- Directed cell migration plays an important role in embryonic development, wound healing, angiogenesis, immune response, cancer invasion and metastasis. Dynamic reorganization of actin cytoskeleton, a key aspect of cell migration, is regulated by the concerted actions of various classes of actin-binding proteins (ABPs), and some of these ABPs are fundamental drivers of actin-based cell motility. Altered expressions and activities of fundamental drivers of cell migration are correlated with aberrant cell motility in pathologic scenarios. Our main research interests are to: a) gain novel insights on how dysregulation of fundamental drivers of cell migration contributes to metastatic progression of solid cancers and pathological angiogenesis; and b) develop translational strategies exploiting the pathways of dysregulation as a means to suppress metastatic phenotype of cancer cells and angiogenesis-dependent pathology.
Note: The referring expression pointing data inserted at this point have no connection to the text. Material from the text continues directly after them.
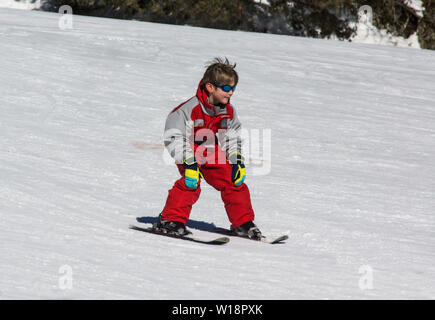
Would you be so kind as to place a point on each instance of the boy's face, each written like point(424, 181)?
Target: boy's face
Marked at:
point(217, 95)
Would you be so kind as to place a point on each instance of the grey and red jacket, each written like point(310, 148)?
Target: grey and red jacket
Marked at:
point(198, 124)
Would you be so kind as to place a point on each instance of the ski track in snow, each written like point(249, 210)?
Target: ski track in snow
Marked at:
point(351, 179)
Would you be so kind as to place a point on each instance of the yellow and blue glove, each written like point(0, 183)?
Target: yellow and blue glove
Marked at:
point(192, 173)
point(238, 174)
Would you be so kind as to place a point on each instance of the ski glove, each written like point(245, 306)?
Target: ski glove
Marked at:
point(192, 173)
point(238, 174)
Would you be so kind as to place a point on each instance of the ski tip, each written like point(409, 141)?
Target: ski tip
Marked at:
point(223, 240)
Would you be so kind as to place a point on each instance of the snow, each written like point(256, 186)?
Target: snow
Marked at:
point(21, 4)
point(350, 177)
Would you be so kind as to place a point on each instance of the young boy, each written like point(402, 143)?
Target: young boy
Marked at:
point(203, 136)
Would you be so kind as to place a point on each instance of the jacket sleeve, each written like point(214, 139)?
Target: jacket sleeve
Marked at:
point(231, 139)
point(177, 135)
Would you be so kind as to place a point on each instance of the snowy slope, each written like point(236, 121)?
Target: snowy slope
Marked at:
point(351, 170)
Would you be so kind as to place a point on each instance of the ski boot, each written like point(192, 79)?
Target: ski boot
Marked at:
point(248, 229)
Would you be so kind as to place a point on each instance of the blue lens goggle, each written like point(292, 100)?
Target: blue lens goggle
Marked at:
point(225, 87)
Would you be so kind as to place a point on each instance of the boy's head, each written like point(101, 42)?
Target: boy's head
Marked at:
point(219, 81)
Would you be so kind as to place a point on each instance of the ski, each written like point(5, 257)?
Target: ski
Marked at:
point(217, 241)
point(264, 239)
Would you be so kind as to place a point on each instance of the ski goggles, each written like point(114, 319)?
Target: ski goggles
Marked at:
point(225, 87)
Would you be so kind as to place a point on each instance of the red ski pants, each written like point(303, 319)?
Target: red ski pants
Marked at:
point(237, 200)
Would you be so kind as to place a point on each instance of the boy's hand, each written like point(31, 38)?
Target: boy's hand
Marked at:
point(192, 173)
point(238, 174)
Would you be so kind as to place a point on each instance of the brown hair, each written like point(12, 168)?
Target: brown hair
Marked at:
point(220, 71)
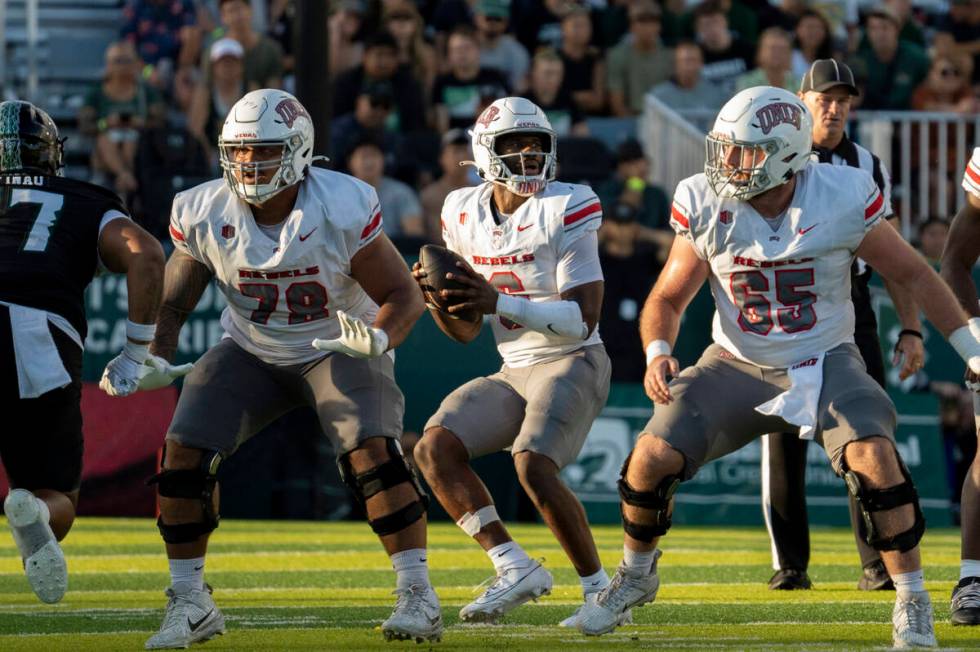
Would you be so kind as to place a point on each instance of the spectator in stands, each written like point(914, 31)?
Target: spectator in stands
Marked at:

- Post-translational modification plays a crucial role in regulating protein activities. We are exploring novel post-translational modifications of ABPs and how they impact protein function and actin-dependent biological processes.
For these studies, we utilize a variety of experimental approaches including mammary gland related techniques, RNAi, 2D gel electrophoresis, mouse models of tumor metastasis (gene knockout and tumor xenografts), in vitro and in vivo angiogenesis assays, time-lapse imaging and small molecule screening.